Opens a file and processes its header.
Searches for a specific string (a1) within the file data.
If it finds the string, it calculates an address, changes memory permissions, and then XOR-encrypts the content at the address using the md5_input_char string.
After transforming the data, it resets memory protections, frees memory, and closes the file.

After that, we still confuse with this binary does, so we need to dynamically analyze the binary. Here im using gdb to debug this challenge.

alt text

Set breakpoint to the 0x0000000000001A12 cmp edx, eax on sub_17C4 function, and we can see that the program will compare the generated character with the current character. If it is equal, it will generate the md5 hash of the generated character.
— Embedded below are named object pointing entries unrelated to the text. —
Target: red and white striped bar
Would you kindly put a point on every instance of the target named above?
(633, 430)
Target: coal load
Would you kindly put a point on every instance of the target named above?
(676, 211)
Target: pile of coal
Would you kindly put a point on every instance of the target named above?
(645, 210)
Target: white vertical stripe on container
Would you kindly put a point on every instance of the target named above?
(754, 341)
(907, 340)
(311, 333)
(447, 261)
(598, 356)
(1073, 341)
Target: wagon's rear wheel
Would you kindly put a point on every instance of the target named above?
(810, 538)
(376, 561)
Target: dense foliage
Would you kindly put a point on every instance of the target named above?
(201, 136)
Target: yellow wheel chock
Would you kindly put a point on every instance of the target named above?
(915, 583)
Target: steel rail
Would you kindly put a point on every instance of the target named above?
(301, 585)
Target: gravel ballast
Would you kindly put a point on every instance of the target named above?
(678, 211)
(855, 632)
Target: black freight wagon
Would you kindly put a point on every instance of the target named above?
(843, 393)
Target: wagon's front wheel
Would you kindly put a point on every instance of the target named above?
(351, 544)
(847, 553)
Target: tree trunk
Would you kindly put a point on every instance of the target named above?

Try to debug the program with ni then we can see that it return to the main function and pass to the next character on call rdx instruction. But the next function address is different from the previous function address. It try to access on offset 0x1a37 alt text

Notice that the segment is the md5 hash of the previous parameter that used in the sub_1413 function. Remember that the summary of the sub_1413 function is to open a file, search for a specific string, and then XOR the content of the file with the md5 hash of the current character. So, we can conclude that the program will decrypt the segment in sub_1413 function.

Solution

The solution is to decrypt for each segment in the binary using the md5 hash of the correct character.

But the problem is i dont know how to reverse the correct character. So i try to make a solver using gdb api to solve this challenge. Here is the solver that i made:

import gdb


def disass():
    return gdb.execute('x/200i $rip', to_string=True)

global flag
flag = []

def find_and_break_on_cmp():
    disassembled_code = disass()
    rip = int(gdb.parse_and_eval('$rip'))
    
    # Iterate over the disassembled instructions to find 'cmp    edx,eax'
    for line in disassembled_code.split('\n'):
        if 'cmp    edx,eax' in line:
            # Extract the address from the line
            parts = line.split()
            address = int(parts[0].rstrip(':'), 16)
            print(f'Breakpoint at {hex(address)} (cmp    edx,eax) found')
            gdb.execute(f'break *{hex(address)}')
            gdb.execute('continue')
            rdx = int(gdb.parse_and_eval('$rdx'))
            gdb.execute(f'set $rax = {rdx}')
            flag.append(chr(rdx))
            print(gdb.parse_and_eval('$rax'))
            print(''.join(flag))
            # input('Continue?')
            return
    
    print('No cmp    edx,eax instruction found in the current disassembly range.')

# Clean up
gdb.execute('file ./chall')
rawinput = 'TSA{' + 'A' * (27 - 4)
gdb.execute('break-rva 0x179C')
gdb.execute(f'run <<< {rawinput}')
gdb.execute('continue')
gdb.execute('si')

for i in range(26):
    find_and_break_on_cmp() #S 1
    gdb.execute('continue')
    gdb.execute('si')

So, the solve will set the breakpoint on the cmp edx, eax instruction, and set the rax == rdx then append the character to the flag. After that, the program will continue to the next character and do the same thing until the flag is complete.

My solver kinda bad because of my skill-ish on gdb scripting, but it works and i got the flag thanks god alhamdulillah 😭🙏.